French Code of Criminal ProcedureIn force

Updated 7 Nov 2023

If it emerges from the initial elements of the investigation or from police custody itself that there is a serious risk of imminent terrorist action in France or abroad, or that the requirements of international cooperation make this imperative, the juge des libertés may, exceptionally and in accordance with the procedures set out in the second paragraph of Article 706-88, decide that the current police custody of a person, based on one of the offences referred to in 11° of Article 706-73, will be subject to an additional extension of twenty-four hours, renewable once.

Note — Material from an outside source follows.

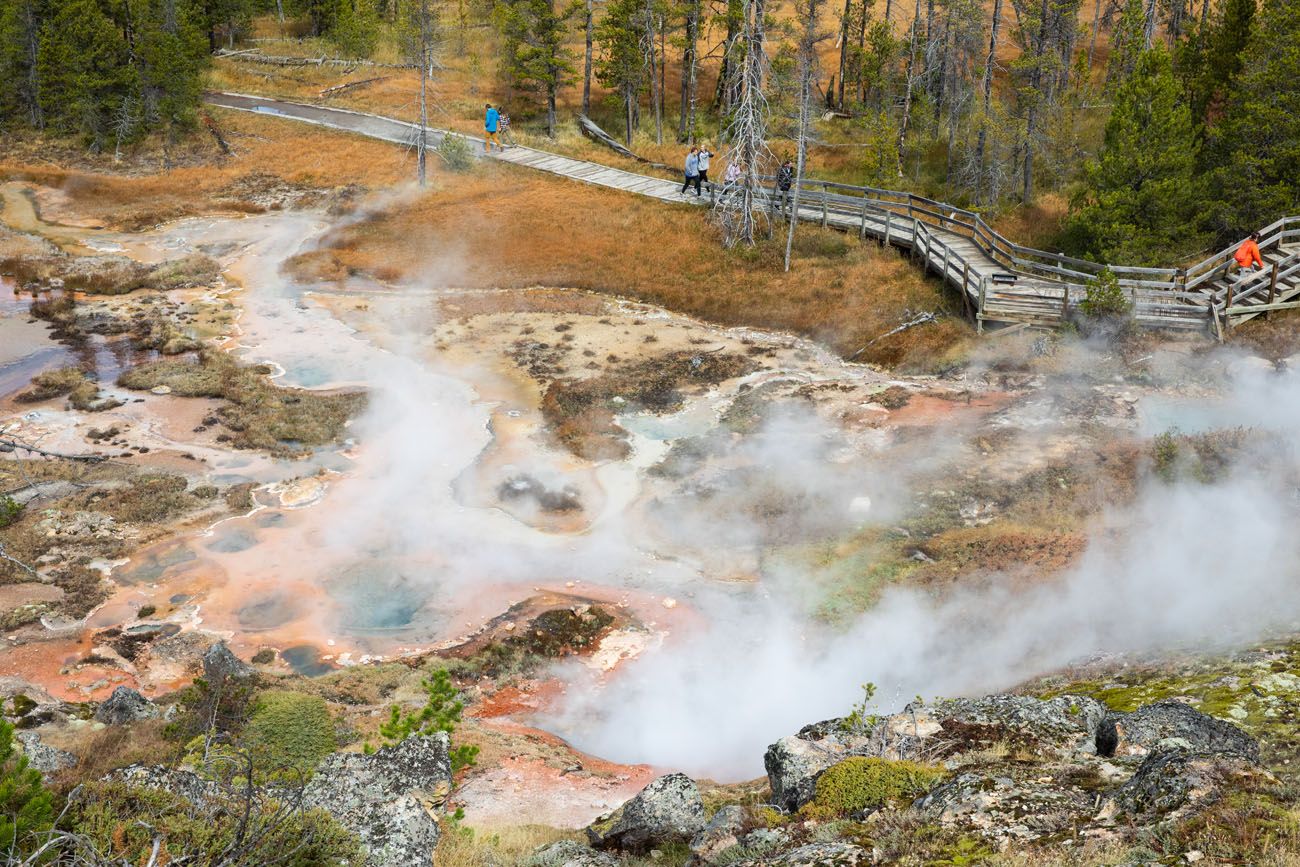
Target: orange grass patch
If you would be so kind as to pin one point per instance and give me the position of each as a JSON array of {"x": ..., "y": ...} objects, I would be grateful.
[{"x": 502, "y": 226}]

At the end of the ninety-sixth hour and the one hundred and twentieth hour, the person whose police custody has been extended in this way may ask to speak to a lawyer, in accordance with the procedures laid down by l'article 63-4. The person in custody shall be notified of this right as soon as the extension provided for in this article is notified.

In addition to the possibility of a medical examination carried out at the initiative of the detainee, from the start of each of the two additional extensions, the detainee must be examined by a doctor appointed by the public prosecutor, investigating judge or judicial police officer. The doctor requested must give an opinion on whether the extension of the measure is compatible with the person's state of health.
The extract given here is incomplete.